В куче хвороста попадались еловые ветки, сухие и колючие. Она почти не ощущала ни жалящих уколов на ладонях, ни холода — все думала о муже.

В то лето Наталья, по ее выражению, свалила с плеч гору — сдала курсовые экзамены в медицинском институте, решила отдохнуть наконец вволю, уехала к отцу в Ивановку. Пора была страдная, от зари до темна женщины пололи просо, овес, забиваемые колючим осотом и повиликой, окучивали картофель, уезжали с ночевкой на покос дальних лугов — словом, дел у всех хватало, и только Наталья проводила время в свое удовольствие. По утрам выходила к реке, подолгу сидела на берегу, и все ей казалось в диковинку: и придонная чернота воды, подсвеченная утренним солнцем, и снующие стрижи, чьи гнезда лепились под глинистой кручей.
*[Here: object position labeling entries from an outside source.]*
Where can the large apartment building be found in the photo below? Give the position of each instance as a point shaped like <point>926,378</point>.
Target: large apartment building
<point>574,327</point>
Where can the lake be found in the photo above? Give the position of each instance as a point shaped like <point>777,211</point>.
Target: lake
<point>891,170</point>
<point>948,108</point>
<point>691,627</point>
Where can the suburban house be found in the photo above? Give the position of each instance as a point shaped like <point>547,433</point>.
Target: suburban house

Однажды, разморенная жарой, Наталья захотела искупаться. Огляделась вокруг — притихли в истоме кусты ольхи. Разделась и, любуясь собой, вывела вперед ногу, провела руками по бедрам и, осторожно ступая, несмело вошла в реку. Вода была жгуче–студеная, будто ее холодили бьющие со дна ключи. Наталья постояла немного, плеская на себя пригоршни воды, и подошла к ветле. Старая, дуплистая, она то ли не выдержала своей тяжести, то ли, сломленная бурей, упала в реку. У самого корневища ствол перекрутился, и ветла переметнулась на тот берег, лежала в камышах, раскидав невянущие, зеленые ветки. Под ними золотисто, как огоньки, помигивали желтые кувшинки.

Наталья пыталась достать из воды цветы, но они были далеко. Как нарочно, сзади послышался крупный всплеск. Вздрогнув, она оглянулась: никого нет. Только от берега валко раскатилась волна. Видно, кто–то нырнул или бросил камень, и Наталья замерла. Из–под куста ракиты вынырнул парень. Он раздвинул ветви и, наваливаясь грудью на воду, зашагал к ветле. На пальце высоко поднятой руки висел рак. Наталья вскрикнула, загородилась как могла руками, хотела выбежать на берег, но будто пристыли ко дну, совсем не повиновались ноги.

— Не бойся, деваха. Ты не подумай, что я нарочно… Погляди–ка на эту живность. — И парень, отведя взгляд от девушки, поднял цепко державшегося на пальце рака.

— Уходите отсюда! Не нужен мне ваш рак. Уходите же!.. — загораживаясь и отходя от него боком, настаивала Наталья.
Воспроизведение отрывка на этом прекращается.